Extending pore network models to include electrical double layer effects in micropores for studying capacitive deionization

Abstract

Capacitive Deionization (CDI) is an electro-driven water desalination device. It consists of oppositely charged porous electrodes on either side of a dielectric spacer. The electrodes may be either capacitive or pseudocapacitive electrodes. Capacitive electrodes work by storing ions in the Electrical Double Layers (EDLs) of micropores. To model the uptake of ions into EDLs, transport equations are coupled with appropriate EDL structure model. Previous research has shown that pore structure effects CDI performance. A Pore Network Model (PNM) is a unique tool capable of measuring the effects of pore structure. To the best of the author's knowledge, there is no pore network model of CDI or any PNM in general which applies EDL theory.
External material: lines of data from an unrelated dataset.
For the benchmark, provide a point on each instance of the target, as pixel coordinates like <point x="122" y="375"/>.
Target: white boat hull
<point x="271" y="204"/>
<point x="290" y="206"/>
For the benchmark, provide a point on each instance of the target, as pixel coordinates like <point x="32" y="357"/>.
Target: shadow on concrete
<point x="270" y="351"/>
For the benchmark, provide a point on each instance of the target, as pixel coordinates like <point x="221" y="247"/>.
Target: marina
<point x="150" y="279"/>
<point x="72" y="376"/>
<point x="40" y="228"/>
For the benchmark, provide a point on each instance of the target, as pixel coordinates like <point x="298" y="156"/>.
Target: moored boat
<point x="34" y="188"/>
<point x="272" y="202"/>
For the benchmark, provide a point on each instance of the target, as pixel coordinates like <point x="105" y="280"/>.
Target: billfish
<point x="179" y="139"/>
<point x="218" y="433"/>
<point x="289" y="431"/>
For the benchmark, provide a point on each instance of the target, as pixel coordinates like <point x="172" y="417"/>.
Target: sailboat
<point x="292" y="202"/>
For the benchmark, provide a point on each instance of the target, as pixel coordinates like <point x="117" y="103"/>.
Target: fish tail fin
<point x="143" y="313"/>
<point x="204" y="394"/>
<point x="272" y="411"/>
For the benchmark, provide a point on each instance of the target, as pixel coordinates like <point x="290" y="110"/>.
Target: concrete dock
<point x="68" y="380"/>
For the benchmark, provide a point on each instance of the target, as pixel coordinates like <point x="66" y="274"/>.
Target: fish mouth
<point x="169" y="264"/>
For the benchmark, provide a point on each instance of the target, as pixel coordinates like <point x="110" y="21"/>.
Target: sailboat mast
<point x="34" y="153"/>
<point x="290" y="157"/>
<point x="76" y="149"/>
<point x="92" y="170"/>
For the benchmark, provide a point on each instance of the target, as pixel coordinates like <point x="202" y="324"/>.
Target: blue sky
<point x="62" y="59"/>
It is in this work that discretized PDEs are derived for modelling the capacitive storage of ions in a pore network using EDL theory. The EDL theories studied were: Helmholtz, Gouy-Chapman-Stern and modified Donnan. Results from the PNM framework were compared to finite element solver results, and it was found that the error in concentration and potential never exceeded 10% or 15% respectively. Lastly, the new pore network framework was used to accurately predict salt content in effluent of a stop flow CDI cell found in literature.